Hi @kazuto1011 , Thanks a lot for your great work! I have a small question when I try to use GuidedBackPropagation in my own model. In my model, I use 'PReLU' layer instead of 'ReLU' module. So how do I use GuidedBackPropagation? Should I do the same thing?

To my understanding, the core idea of guided backpropagation is to ignore the backflow of the signal x that decreases the score E. In the ReLU case, zero gradients often occur depending on the bottom-up flow; thus guided backpropagation can safely set the negative gradients ∂E/∂x<0 to zero in top-down flow. My opinion is that the same manner may work for PReLU while I'm not sure if the masked sparse gradients can be visualized clearly in the pixel space. Anyway, that can be done with the following backward hook, give it a try!

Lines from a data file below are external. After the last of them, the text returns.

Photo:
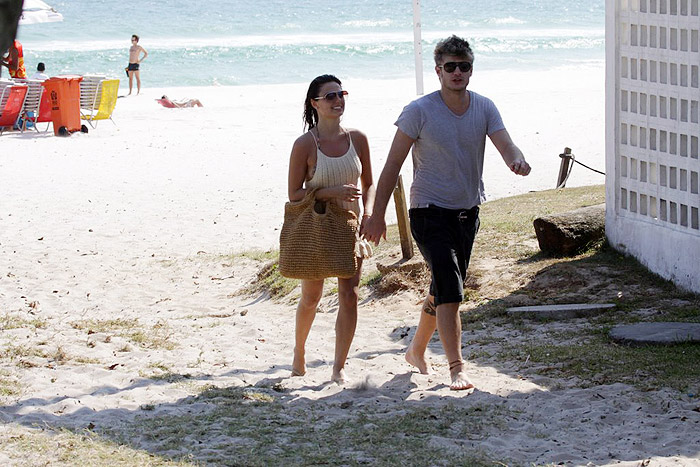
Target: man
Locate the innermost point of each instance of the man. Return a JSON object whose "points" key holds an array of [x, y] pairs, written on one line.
{"points": [[15, 61], [39, 74], [447, 130], [135, 60]]}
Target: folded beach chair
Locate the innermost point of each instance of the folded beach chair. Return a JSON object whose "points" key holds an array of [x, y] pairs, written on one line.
{"points": [[37, 107], [89, 92], [107, 91], [11, 104]]}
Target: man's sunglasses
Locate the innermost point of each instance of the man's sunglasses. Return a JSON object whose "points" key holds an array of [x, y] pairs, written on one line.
{"points": [[450, 67], [332, 95]]}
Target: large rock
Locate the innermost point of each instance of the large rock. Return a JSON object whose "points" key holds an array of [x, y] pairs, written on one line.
{"points": [[570, 232]]}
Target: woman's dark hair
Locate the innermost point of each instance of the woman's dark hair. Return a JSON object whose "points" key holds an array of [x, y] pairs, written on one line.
{"points": [[310, 114]]}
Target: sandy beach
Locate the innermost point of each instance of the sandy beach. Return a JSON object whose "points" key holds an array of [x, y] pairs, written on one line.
{"points": [[120, 243]]}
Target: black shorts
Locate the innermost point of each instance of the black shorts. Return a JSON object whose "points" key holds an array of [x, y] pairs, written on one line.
{"points": [[445, 238]]}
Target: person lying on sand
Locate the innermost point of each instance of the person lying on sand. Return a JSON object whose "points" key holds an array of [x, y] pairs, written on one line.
{"points": [[447, 130], [165, 101]]}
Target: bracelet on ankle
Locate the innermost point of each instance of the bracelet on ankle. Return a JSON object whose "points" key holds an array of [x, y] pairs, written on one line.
{"points": [[454, 364]]}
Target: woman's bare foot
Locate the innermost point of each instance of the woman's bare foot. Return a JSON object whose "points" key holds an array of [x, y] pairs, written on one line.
{"points": [[299, 364], [460, 381], [339, 377], [417, 360]]}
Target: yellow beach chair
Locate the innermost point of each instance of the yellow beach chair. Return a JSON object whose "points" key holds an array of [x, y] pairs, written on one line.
{"points": [[108, 100]]}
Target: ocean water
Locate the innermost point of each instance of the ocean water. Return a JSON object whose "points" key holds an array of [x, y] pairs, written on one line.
{"points": [[239, 42]]}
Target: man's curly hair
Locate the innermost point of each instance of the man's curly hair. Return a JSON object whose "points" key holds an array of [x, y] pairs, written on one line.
{"points": [[453, 45]]}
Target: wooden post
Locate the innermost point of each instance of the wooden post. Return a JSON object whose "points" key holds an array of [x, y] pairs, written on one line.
{"points": [[564, 168], [402, 219]]}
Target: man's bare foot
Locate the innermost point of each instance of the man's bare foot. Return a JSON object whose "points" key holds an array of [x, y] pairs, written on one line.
{"points": [[298, 365], [460, 381], [339, 377], [417, 360]]}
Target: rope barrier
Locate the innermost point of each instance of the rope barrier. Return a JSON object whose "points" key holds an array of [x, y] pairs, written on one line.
{"points": [[565, 166]]}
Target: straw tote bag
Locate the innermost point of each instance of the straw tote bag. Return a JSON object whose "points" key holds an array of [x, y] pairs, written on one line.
{"points": [[317, 240]]}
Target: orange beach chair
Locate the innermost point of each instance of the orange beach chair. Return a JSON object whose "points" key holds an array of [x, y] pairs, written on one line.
{"points": [[11, 105]]}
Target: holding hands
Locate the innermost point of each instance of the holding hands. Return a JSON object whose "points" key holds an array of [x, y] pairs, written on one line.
{"points": [[373, 229]]}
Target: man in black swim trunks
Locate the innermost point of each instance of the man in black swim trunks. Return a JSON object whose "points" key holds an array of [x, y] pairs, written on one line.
{"points": [[135, 59]]}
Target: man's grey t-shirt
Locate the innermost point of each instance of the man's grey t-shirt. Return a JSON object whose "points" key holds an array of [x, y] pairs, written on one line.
{"points": [[448, 154]]}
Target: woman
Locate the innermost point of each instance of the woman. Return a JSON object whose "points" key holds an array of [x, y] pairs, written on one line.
{"points": [[330, 158]]}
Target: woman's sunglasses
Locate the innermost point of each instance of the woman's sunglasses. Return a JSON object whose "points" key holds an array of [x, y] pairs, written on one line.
{"points": [[450, 67], [332, 95]]}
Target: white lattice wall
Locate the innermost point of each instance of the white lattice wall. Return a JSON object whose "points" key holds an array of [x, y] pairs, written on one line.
{"points": [[653, 126]]}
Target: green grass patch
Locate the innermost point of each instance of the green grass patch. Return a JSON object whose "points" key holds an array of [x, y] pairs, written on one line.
{"points": [[158, 336], [269, 280], [24, 446], [596, 360], [252, 426], [13, 321]]}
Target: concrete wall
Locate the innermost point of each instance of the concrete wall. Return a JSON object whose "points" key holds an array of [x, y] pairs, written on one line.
{"points": [[652, 125]]}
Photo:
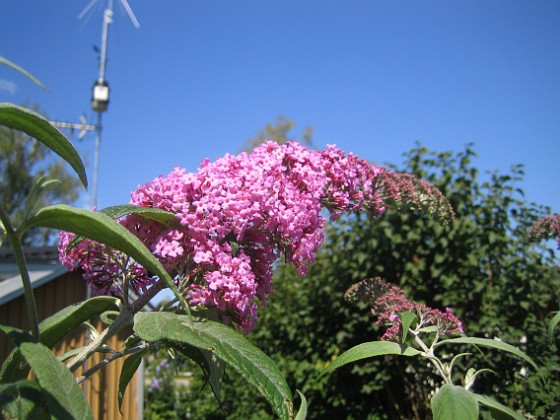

def backward_hook(module, grad_in, grad_out):
    if isinstance(module, nn.PReLU):
        return (F.relu(grad_in[0]),)
commented

Thanks a lot for your quick response!

I try this backward hook and find an error, which is caused by the weight a of PReLU. The grad_in has two parameters. One is gradient of input data (specifically, the feature maps), the other is the gradient of weight a. However, the gradient of a is unrelated with the input data. We can just ignore it. Here are my backward hook.

def backward_hook(module, grad_in, grad_out):
    # cut off negative gradients
    if isinstance(module, nn.ReLU):
        return (F.relu(grad_in[0]), )
    elif isinstance(module, nn.PReLU):
        return (F.relu(grad_in[0]), grad_in[1], )

And I have another question about Grad-CAM with PReLU. In my own model, I replace ReLU with PReLU. In original paper of Grad-CAM, the weighted combination of feature maps ∑ α k Akis input into ReLU to cut off negative values. However, in my model, the negative values also have contribute to final logits.

So I think I should replace ReLU with PReLU when generating Grad-CAM.

fmaps = self._find(self.fmap_pool, target_layer)
grads = self._find(self.grad_pool, target_layer)
weights = F.adaptive_avg_pool2d(grads, 1)

gcam = torch.mul(fmaps, weights).sum(dim=1, keepdim=True)
if prelu_weight is not None:
    gcam = F.prelu(gcam, prelu_weight.mean())
else:
    gcam = F.relu(gcam)
gcam = F.interpolate(gcam, self.image_shape, mode='bilinear', align_corners=False)

The architecture of model is "target_layer (final Conv2d) ==> PReLU => Linear". So the weight PReLU is from the following the PReLU layer.

Do you think this is right to do Grad-CAM? If you give me advice, I would appreciate it.

Thank you for making the revision!
I think the original ∑ αk Ak assumes that the activation Ak>=0; the nagative responses derive from αk, so that the authors compute ReLU(∑ αk Ak) to cut off the negative contribution. The issue is that Ak has meaningful negatives in your case, not that the final op is ReLU. So I propose to cut the negative gradients off first, although the result would be a bit different from Grad-CAM.

grads = F.relu(grads)
weights = F.adaptive_avg_pool2d(grads, 1)
gcam = torch.mul(fmaps, weights).sum(dim=1, keepdim=True)

I assume the fmaps is an activation map from the last PReLU like Grad-CAM.
Grad-CAM++ uses ReLU onto the weights as the generalized case.

commented

Thanks for your advice. I will read Grad-CAM++ paper.